Production-Ready Pipeline

class CodebaseKnowledgeBase:
    """
    Production code RAG system.
    """
    def __init__(self, repo_path: str):
        self.repo_path = repo_path
        self.vector_db = init_vector_db()
        self.graph = CodebaseGraph()

    def index_codebase(self):
        """Initial indexing of entire codebase."""
        files = find_source_files(self.repo_path)

        for file_path in tqdm(files):
            if not should_index_file(file_path):
                continue

            self._index_file(file_path)

    def _index_file(self, file_path: str):
        """Index a single file."""
        code = read_file(file_path)
        language = detect_language(file_path)
        chunks = chunk_code_semantically(code, language)

        for chunk in chunks:
            # Enrich with metadata
            enriched = extract_metadata(file_path, chunk)

            # Embed and store
            embedding = embed_code(chunk['code'] + chunk['docstring'])
            self.vector_db.add(embedding, enriched)

            # Update graph
            self.graph.add_function(chunk['name'], enriched)

            # Add dependencies
            for callee in chunk['metadata']['calls_to']:
                self.graph.add_dependency(chunk['name'], callee)

    def query(self, question: str, top_k: int = 5) -> list[dict]:
        """Query the knowledge base."""
        return retrieve_relevant_code(question, top_k)

    def watch_for_changes(self):
        """Watch repo for changes and incrementally update."""
        # Use git hooks or file watcher
        for changed_file in watch_git_changes(self.repo_path):
            incremental_update([changed_file])

Failure Patterns

1. The Kitchen Sink Index

Symptom: You indexed node_modules, configs, 10k test fixtures - retrieval is garbage.

Fix: Be selective.

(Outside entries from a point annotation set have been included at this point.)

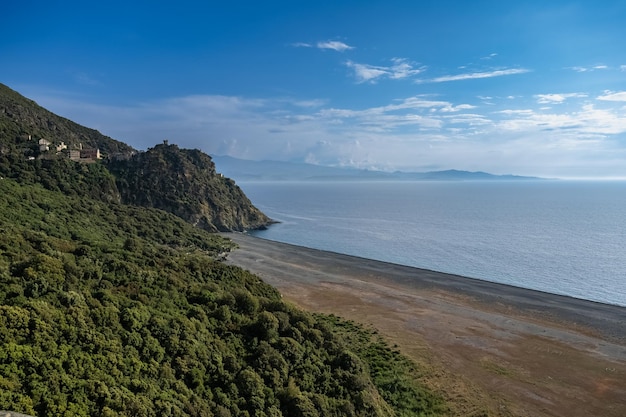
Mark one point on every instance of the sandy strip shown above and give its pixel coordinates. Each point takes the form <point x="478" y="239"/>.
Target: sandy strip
<point x="488" y="348"/>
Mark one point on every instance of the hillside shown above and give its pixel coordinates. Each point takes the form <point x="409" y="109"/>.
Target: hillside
<point x="21" y="119"/>
<point x="182" y="182"/>
<point x="115" y="309"/>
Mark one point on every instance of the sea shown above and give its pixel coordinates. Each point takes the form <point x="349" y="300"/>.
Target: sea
<point x="561" y="237"/>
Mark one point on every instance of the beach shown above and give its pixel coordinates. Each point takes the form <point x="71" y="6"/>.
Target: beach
<point x="489" y="349"/>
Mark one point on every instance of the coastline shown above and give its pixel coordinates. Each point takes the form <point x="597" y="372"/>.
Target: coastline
<point x="515" y="351"/>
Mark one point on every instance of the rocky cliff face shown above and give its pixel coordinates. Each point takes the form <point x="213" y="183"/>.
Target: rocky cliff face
<point x="183" y="182"/>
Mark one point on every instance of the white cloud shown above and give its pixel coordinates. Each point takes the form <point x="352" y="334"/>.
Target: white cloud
<point x="334" y="45"/>
<point x="406" y="133"/>
<point x="400" y="69"/>
<point x="610" y="96"/>
<point x="477" y="75"/>
<point x="590" y="68"/>
<point x="557" y="98"/>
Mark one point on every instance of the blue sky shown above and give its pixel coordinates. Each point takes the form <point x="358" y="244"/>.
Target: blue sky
<point x="522" y="87"/>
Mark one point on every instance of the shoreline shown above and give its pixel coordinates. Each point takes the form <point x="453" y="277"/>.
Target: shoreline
<point x="609" y="319"/>
<point x="506" y="349"/>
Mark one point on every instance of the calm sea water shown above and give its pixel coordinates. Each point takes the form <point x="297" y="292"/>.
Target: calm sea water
<point x="560" y="237"/>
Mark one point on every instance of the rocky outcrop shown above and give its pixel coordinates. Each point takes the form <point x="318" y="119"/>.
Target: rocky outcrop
<point x="184" y="182"/>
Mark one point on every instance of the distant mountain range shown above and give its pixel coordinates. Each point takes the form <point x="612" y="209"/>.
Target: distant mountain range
<point x="247" y="170"/>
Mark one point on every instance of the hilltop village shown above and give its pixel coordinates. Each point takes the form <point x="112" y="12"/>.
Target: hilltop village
<point x="46" y="149"/>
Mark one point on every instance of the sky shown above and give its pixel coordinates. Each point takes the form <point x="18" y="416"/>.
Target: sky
<point x="507" y="87"/>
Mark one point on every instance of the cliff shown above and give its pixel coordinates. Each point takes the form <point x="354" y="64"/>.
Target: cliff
<point x="36" y="146"/>
<point x="184" y="182"/>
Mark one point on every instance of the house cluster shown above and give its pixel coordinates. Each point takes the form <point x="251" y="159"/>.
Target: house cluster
<point x="79" y="155"/>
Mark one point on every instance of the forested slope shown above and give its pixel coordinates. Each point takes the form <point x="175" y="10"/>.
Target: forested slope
<point x="107" y="309"/>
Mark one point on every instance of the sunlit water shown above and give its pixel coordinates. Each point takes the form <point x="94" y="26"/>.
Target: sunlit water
<point x="556" y="236"/>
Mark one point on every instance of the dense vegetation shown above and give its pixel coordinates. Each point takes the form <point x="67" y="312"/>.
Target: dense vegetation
<point x="107" y="309"/>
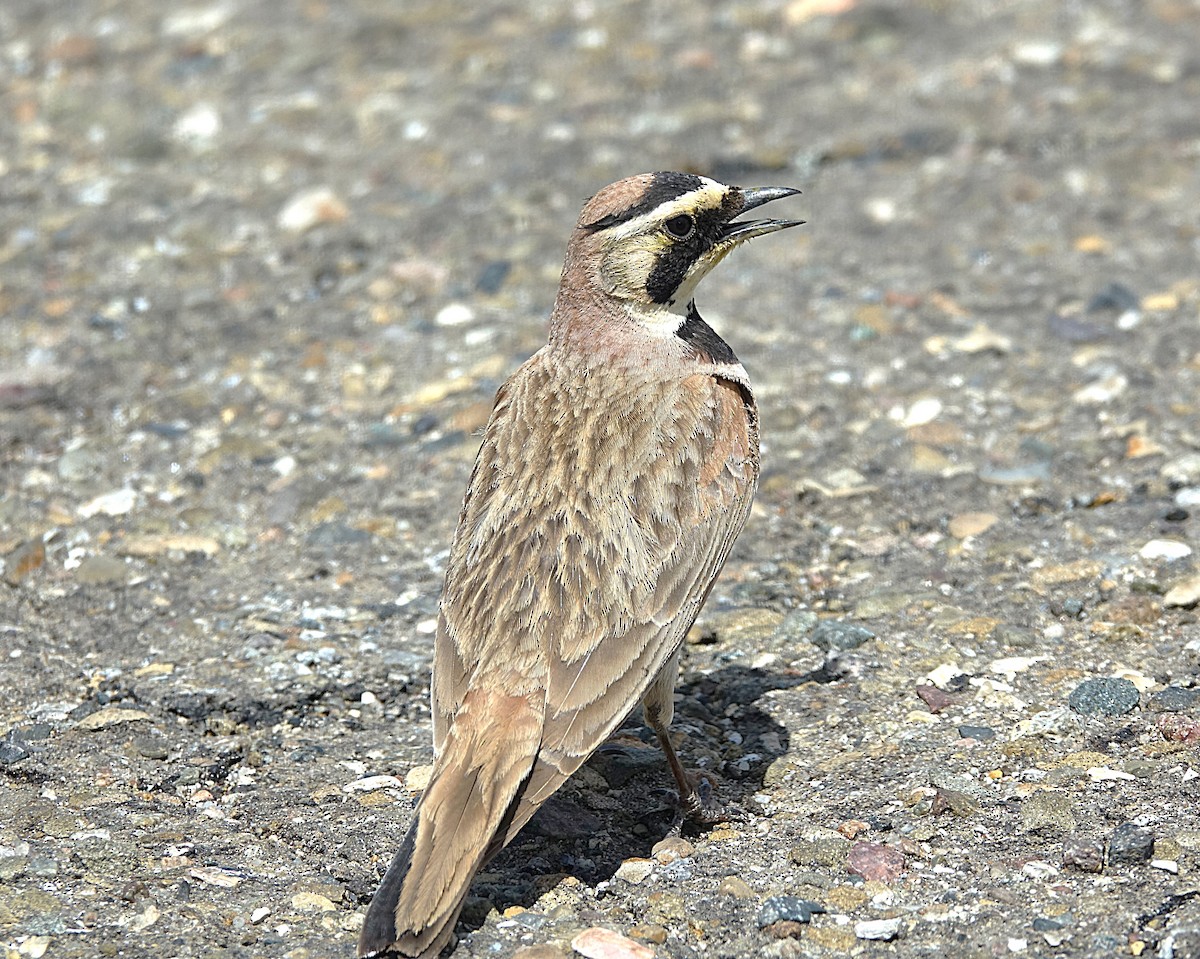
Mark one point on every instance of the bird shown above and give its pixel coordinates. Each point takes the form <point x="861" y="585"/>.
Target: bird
<point x="615" y="473"/>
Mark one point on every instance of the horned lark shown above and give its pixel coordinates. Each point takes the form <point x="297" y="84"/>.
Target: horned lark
<point x="615" y="474"/>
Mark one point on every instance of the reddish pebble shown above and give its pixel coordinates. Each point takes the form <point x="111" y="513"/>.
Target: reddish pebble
<point x="604" y="943"/>
<point x="875" y="861"/>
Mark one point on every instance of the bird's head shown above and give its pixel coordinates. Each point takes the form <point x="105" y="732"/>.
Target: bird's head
<point x="648" y="240"/>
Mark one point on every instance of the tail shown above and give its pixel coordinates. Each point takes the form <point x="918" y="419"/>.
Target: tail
<point x="461" y="821"/>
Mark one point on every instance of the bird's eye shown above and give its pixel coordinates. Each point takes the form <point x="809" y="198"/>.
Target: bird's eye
<point x="681" y="227"/>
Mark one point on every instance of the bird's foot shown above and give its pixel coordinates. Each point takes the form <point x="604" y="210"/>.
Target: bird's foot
<point x="701" y="805"/>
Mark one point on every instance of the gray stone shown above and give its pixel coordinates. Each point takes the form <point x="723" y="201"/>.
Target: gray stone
<point x="838" y="635"/>
<point x="787" y="909"/>
<point x="1104" y="696"/>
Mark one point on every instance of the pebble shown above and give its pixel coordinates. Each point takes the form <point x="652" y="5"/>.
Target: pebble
<point x="23" y="561"/>
<point x="737" y="887"/>
<point x="111" y="715"/>
<point x="936" y="699"/>
<point x="1048" y="811"/>
<point x="1175" y="700"/>
<point x="1103" y="390"/>
<point x="787" y="909"/>
<point x="151" y="747"/>
<point x="671" y="849"/>
<point x="635" y="870"/>
<point x="1185" y="593"/>
<point x="1131" y="845"/>
<point x="309" y="208"/>
<point x="117" y="503"/>
<point x="604" y="943"/>
<point x="312" y="903"/>
<point x="101" y="570"/>
<point x="1104" y="696"/>
<point x="971" y="523"/>
<point x="825" y="847"/>
<point x="947" y="677"/>
<point x="1182" y="471"/>
<point x="839" y="636"/>
<point x="879" y="929"/>
<point x="454" y="315"/>
<point x="875" y="861"/>
<point x="1015" y="475"/>
<point x="796" y="627"/>
<point x="1084" y="853"/>
<point x="1165" y="549"/>
<point x="372" y="783"/>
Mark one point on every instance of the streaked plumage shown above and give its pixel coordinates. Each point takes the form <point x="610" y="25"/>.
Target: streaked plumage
<point x="616" y="471"/>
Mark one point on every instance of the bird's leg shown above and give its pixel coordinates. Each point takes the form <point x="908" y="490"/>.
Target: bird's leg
<point x="658" y="706"/>
<point x="696" y="798"/>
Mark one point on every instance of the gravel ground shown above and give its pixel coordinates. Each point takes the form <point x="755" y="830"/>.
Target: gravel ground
<point x="262" y="269"/>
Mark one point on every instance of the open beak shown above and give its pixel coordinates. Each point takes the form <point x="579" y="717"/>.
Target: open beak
<point x="756" y="196"/>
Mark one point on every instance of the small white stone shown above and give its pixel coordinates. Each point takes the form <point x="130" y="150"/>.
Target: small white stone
<point x="1104" y="774"/>
<point x="877" y="929"/>
<point x="922" y="412"/>
<point x="1009" y="666"/>
<point x="419" y="778"/>
<point x="309" y="208"/>
<point x="1037" y="53"/>
<point x="1039" y="869"/>
<point x="942" y="676"/>
<point x="372" y="783"/>
<point x="635" y="870"/>
<point x="415" y="130"/>
<point x="117" y="503"/>
<point x="1103" y="390"/>
<point x="454" y="315"/>
<point x="199" y="126"/>
<point x="881" y="209"/>
<point x="1164" y="549"/>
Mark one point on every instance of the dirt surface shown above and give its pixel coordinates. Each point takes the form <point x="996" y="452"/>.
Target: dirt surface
<point x="262" y="269"/>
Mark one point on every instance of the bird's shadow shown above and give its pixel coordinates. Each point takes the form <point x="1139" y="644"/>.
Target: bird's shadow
<point x="623" y="801"/>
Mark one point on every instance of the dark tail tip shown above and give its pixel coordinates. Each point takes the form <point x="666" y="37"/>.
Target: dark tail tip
<point x="379" y="927"/>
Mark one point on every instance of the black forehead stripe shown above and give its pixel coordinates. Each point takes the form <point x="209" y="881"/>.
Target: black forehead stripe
<point x="663" y="189"/>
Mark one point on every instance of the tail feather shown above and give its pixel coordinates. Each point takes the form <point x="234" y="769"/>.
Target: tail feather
<point x="460" y="823"/>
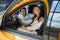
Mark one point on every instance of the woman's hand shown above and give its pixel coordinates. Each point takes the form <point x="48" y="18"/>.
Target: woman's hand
<point x="23" y="27"/>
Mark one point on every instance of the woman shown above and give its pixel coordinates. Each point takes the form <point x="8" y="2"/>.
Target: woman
<point x="37" y="20"/>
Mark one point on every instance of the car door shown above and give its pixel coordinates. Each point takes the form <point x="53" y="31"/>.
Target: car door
<point x="18" y="34"/>
<point x="53" y="23"/>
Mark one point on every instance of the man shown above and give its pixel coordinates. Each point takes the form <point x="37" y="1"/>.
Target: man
<point x="25" y="17"/>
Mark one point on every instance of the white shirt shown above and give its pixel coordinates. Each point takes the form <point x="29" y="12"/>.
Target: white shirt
<point x="26" y="19"/>
<point x="35" y="25"/>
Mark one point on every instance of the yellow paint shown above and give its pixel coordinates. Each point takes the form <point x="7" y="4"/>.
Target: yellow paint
<point x="8" y="36"/>
<point x="59" y="35"/>
<point x="0" y="17"/>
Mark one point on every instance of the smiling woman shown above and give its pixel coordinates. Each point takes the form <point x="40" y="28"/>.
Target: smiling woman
<point x="19" y="17"/>
<point x="26" y="20"/>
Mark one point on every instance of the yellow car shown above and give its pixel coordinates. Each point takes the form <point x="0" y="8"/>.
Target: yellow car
<point x="50" y="30"/>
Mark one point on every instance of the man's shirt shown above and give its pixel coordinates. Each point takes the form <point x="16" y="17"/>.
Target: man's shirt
<point x="26" y="19"/>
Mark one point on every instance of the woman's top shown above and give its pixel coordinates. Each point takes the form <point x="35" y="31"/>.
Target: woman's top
<point x="36" y="25"/>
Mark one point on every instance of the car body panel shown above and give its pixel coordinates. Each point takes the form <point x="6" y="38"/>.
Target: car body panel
<point x="4" y="35"/>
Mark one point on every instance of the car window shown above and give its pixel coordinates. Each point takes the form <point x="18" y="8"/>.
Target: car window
<point x="4" y="4"/>
<point x="24" y="19"/>
<point x="51" y="31"/>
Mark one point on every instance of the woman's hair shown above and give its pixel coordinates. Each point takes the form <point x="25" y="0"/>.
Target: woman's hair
<point x="40" y="15"/>
<point x="23" y="8"/>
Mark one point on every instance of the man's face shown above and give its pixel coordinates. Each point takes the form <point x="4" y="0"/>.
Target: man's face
<point x="23" y="11"/>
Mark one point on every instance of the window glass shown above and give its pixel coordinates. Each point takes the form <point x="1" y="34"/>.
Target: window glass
<point x="53" y="5"/>
<point x="58" y="8"/>
<point x="51" y="30"/>
<point x="25" y="19"/>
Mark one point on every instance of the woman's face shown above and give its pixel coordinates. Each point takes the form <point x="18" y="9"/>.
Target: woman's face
<point x="36" y="10"/>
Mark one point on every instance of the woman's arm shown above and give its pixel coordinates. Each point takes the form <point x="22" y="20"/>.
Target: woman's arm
<point x="36" y="26"/>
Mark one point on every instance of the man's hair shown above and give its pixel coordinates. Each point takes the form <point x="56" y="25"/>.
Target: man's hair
<point x="23" y="8"/>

Index production code, skip noise.

2. The Line-Count Chunker

Symptom: Functions split mid-implementation, context lost.

Fix: Use AST-based chunking. Respect code structure.

3. The Flat Embedding

Symptom: Retrieves similar code but misses dependencies.

Fix: Build dependency graph. Expand results structurally.

4. The Stale Index

Symptom: Agent suggests code from 50 commits ago.

Fix: Incremental updates on file changes. Git hooks or watchers.

The Embedding Model Matters

Code-specific embeddings (CodeBERT, StarEncoder) outperform general embeddings (OpenAI text-embedding-3) by 30%+ on code retrieval tasks. If code RAG is your core use case, use specialized models.

Quick Reference

Code RAG Pipeline:

  1. Filter files (skip deps, configs, build artifacts)
  2. Chunk by structure (AST parsing, not lines)
  3. Extract metadata (imports, calls, complexity)
  4. Build dependency graph (caller/callee relationships)
  5. Embed with code-specific model
  6. Hybrid retrieval (vector + graph)
  7. Incremental updates (re-index only changed files)

Key Metadata to Track:

Retrieval Strategy:

  1. Vector search for semantic matches
  2. Graph expansion for related code
  3. Re-rank by relevance + importance
  4. Return top-k with full context

Rule of Thumb:

Code isn't just text - it's a graph. Pure text embeddings miss structure. Combine semantic search with dependency graphs for production-grade code retrieval.